Better Than Sex
- First edition
- Author: Hunter S. Thompson
- Language: English
- Series: The Gonzo Papers
- Subject: Politics, Bill Clinton, Journalism
- Publisher: Random House
- Publication date: August 22, 1994
- Publication place: United States
- Pages: 245 pp (Hardcover Version)
- ISBN: 978-0-345-39635-8
- OCLC: 33068635
- Dewey Decimal: 973.929 20
- LC Class: E884 .T47 1995
- Preceded by: Songs of the Doomed

= Better Than Sex (book) =

1994 book by Hunter S. Thompson

Better Than Sex: Confessions of a Political Junkie is a 1994 book written by American author and journalist Hunter S. Thompson. In Volume IV of The Gonzo Papers series of books, Thompson details his reactions to the 1992 election of Bill Clinton as U.S. President, as well as recollects his own (unsuccessful) run for sheriff of Pitkin County, Colorado.

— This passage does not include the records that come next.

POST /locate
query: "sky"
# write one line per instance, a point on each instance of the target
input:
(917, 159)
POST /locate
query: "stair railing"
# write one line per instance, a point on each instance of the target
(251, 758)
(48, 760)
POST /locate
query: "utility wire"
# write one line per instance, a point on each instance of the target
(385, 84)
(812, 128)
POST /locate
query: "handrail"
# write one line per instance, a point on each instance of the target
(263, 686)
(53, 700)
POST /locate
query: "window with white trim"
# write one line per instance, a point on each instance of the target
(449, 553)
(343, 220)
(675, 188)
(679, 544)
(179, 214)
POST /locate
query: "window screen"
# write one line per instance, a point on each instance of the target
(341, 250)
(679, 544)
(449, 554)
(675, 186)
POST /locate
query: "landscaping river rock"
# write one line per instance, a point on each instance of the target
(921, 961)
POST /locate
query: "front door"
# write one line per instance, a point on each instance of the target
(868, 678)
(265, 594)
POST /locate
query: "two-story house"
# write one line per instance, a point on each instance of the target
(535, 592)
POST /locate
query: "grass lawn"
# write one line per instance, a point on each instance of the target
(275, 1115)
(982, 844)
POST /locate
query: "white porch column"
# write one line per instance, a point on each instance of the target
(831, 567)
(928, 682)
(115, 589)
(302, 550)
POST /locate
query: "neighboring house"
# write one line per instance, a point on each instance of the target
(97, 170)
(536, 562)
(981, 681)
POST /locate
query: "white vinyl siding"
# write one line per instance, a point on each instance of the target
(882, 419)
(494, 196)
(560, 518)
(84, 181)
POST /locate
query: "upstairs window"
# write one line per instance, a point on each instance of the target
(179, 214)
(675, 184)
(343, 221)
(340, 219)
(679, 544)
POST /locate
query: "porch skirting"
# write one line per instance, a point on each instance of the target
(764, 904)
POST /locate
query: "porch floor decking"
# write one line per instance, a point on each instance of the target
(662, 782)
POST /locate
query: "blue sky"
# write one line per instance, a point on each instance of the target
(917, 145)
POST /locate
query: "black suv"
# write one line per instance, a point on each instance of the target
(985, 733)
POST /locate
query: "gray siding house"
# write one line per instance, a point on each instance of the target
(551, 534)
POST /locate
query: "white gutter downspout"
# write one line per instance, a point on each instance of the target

The book contains a number of magazine articles and other essays Thompson wrote about the Clinton election, but consists largely of faxes Thompson sent to various celebrities, politicians and journalists about the subject. It is the only volume in The Gonzo Papers to be composed of mostly new material.

Some copies are additionally subtitled Trapped Like a Rat in Mr. Bill's Neighborhood.